Spiels are traditionally satiric, topical, profane, humorous and make heavy use of masks. Singing and dancing involve the entire congregation and audience, not just a specified set of characters. The period in between songs is filled with improvised spoken material with a general goal to amuse, as well as educate, the audience.
The story of Purim commemorates the deliverance of the Jewish people in the ancient Persian Empire, where a plot had been formed to destroy them. The story goes like this: The King wanted his wife Vashti to dance for his friends but she refused which meant time for a new wife. Mordecai, a Jew, convinces his beautiful niece Esther to seduce the King into marriage but to keep her Jewish identity hidden. Meanwhile, Haman, a top advisor to the King, was infuriated by the Jew Mordecai's refusal to bow down to him. Haman was so upset he told King he’d like to kill all the Jews and take their land and the King drunkenly acquiesced. But just days before the decree, Esther risked her life to reveal her identity as a Jew to the King. She saved her people, and had Haman and his ten sons hung. The King sent a new decree that the Jews can now fight back if anyone attempted to plunder them. It has since become annual tradition to get drunk beyond recognition and retell the story of Purim in a play, or, spiel.
My dad will be the protagonist and his story will be translated into biblical proportion and given a significance that will empower him and our family. I am creating a new narrative with old themes referencing both the text of my father’s lawsuit and of the Megillah- the fifth book of the Tanach (aka Old Testament). Repetition is essential in ritual. Religion and invented traditions both require a continuance of narrative with a constant and complex interaction between past and present. This link is how we can identify with stories and peoples that are physically and metaphorically so far away from us. Stories repeated enough are bound to become the only truth, and thus identities are built on conflicting narratives.

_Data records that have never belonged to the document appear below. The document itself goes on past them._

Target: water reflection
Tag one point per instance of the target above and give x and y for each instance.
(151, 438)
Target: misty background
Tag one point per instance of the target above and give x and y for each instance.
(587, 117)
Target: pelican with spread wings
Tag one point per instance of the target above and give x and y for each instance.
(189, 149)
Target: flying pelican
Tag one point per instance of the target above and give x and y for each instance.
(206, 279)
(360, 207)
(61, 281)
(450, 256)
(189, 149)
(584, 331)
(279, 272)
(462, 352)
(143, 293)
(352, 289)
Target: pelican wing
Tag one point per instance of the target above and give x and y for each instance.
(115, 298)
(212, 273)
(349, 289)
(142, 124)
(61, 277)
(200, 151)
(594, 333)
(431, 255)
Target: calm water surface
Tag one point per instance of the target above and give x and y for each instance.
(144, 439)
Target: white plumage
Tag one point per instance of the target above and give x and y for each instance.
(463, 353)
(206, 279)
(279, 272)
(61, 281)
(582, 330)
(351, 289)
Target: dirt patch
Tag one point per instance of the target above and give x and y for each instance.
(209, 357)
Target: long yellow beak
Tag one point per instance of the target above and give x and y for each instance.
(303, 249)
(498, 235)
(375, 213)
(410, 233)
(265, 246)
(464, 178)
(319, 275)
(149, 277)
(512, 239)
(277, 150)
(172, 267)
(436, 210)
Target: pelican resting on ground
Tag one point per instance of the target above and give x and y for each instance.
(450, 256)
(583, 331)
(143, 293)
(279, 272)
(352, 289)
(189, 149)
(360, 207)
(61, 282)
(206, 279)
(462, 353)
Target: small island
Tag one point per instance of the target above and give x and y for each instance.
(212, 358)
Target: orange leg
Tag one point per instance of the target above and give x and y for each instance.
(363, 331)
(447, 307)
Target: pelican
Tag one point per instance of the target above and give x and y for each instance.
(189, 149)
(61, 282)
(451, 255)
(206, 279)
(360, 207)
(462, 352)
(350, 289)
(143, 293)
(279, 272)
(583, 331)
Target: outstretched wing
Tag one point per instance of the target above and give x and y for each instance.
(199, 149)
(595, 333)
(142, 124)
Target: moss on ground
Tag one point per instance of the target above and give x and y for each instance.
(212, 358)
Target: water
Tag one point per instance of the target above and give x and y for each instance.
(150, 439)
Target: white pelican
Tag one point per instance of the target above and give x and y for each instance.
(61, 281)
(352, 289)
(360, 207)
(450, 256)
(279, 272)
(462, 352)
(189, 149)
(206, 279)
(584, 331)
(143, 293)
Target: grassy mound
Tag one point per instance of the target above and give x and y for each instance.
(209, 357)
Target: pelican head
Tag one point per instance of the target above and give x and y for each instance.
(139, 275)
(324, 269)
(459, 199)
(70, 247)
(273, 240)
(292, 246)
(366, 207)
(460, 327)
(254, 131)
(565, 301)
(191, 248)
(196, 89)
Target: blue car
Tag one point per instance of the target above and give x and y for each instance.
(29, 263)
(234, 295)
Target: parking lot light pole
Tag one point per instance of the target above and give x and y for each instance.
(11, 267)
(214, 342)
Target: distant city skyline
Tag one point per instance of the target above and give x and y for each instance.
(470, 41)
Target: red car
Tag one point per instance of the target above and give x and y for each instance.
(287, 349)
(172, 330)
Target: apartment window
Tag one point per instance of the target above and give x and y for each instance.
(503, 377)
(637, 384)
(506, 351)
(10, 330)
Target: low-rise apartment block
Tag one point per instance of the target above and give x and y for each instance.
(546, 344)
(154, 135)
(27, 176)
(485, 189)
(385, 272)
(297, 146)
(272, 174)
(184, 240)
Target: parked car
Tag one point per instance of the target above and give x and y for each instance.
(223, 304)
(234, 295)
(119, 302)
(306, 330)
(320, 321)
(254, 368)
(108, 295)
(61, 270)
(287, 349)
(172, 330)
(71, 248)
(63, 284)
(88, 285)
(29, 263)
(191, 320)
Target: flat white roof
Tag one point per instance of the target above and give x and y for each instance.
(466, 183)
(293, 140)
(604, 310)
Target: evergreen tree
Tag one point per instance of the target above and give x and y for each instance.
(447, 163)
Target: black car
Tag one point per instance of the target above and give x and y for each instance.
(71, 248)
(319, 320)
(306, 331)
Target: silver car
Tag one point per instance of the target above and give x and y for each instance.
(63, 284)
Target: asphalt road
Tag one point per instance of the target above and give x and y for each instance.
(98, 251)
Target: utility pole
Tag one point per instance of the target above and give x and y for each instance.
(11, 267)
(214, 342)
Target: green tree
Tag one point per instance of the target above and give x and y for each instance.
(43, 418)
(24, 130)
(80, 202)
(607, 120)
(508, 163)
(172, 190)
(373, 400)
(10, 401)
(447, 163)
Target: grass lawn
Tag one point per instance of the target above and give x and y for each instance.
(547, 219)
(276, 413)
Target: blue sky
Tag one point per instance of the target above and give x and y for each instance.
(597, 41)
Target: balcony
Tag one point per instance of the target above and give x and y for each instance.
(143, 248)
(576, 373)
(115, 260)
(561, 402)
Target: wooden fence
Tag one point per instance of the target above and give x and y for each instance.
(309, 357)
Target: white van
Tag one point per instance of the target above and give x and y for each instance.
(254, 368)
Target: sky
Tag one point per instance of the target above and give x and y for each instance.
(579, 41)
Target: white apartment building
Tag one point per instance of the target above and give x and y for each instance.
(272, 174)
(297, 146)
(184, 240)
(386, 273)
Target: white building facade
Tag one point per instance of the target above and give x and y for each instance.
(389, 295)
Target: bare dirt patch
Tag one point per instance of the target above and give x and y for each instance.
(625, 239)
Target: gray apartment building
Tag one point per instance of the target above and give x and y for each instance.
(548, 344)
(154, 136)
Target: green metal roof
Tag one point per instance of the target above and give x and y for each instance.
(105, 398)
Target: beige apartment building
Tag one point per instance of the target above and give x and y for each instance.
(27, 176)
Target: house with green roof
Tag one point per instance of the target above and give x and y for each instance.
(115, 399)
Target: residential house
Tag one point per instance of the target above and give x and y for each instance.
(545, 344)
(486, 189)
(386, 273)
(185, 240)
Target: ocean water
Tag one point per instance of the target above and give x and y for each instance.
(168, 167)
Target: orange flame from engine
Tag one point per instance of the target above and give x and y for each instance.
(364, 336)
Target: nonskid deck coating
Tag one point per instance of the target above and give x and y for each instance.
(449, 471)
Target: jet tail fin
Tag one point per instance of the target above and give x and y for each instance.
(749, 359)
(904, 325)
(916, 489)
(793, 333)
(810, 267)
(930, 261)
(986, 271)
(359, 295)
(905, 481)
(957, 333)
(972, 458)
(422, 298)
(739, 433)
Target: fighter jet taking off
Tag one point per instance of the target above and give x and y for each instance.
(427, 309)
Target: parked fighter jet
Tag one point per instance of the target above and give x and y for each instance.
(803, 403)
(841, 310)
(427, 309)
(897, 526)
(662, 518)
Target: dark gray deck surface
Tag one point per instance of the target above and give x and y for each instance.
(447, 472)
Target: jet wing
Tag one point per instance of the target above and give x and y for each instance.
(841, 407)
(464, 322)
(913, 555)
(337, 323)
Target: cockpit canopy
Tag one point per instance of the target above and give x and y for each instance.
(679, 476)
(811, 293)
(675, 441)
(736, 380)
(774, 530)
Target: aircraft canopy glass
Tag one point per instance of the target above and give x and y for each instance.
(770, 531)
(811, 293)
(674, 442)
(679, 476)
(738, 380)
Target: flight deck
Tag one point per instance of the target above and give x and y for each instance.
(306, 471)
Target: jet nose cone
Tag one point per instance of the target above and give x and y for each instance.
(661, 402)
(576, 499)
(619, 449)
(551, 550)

I'm fascinated with the traditions and rituals that form our identities from one generation to the next and how we strategically reinforce this continuity within community. In a direct dialogue with the Purim tradition, my spiel will be re-enacted annually. Viewers will be given handmade noisemakers and encouraged to boo and yell out over the villain whenever his name is mentioned or he attempts to speak. The setting, props, and script will be a synthesis of signifiers from both my father's story- which relates to a larger political issue in organized government- and the story of Purim- which relates to faith, greed, identity, revenge, and collective punishment.
The corruption in the Broward County courthouse reflects a pattern of abuse of discretion throughout the country. I am re-contextualizing a personal and political drama to give it the weight, monument, and absurdity that it holds in my own life, and that I feel it deserves. I want to see my father's enemy booed- his name drowned out by a shared disgust. I want to expose him as corrupt and equate him to evil.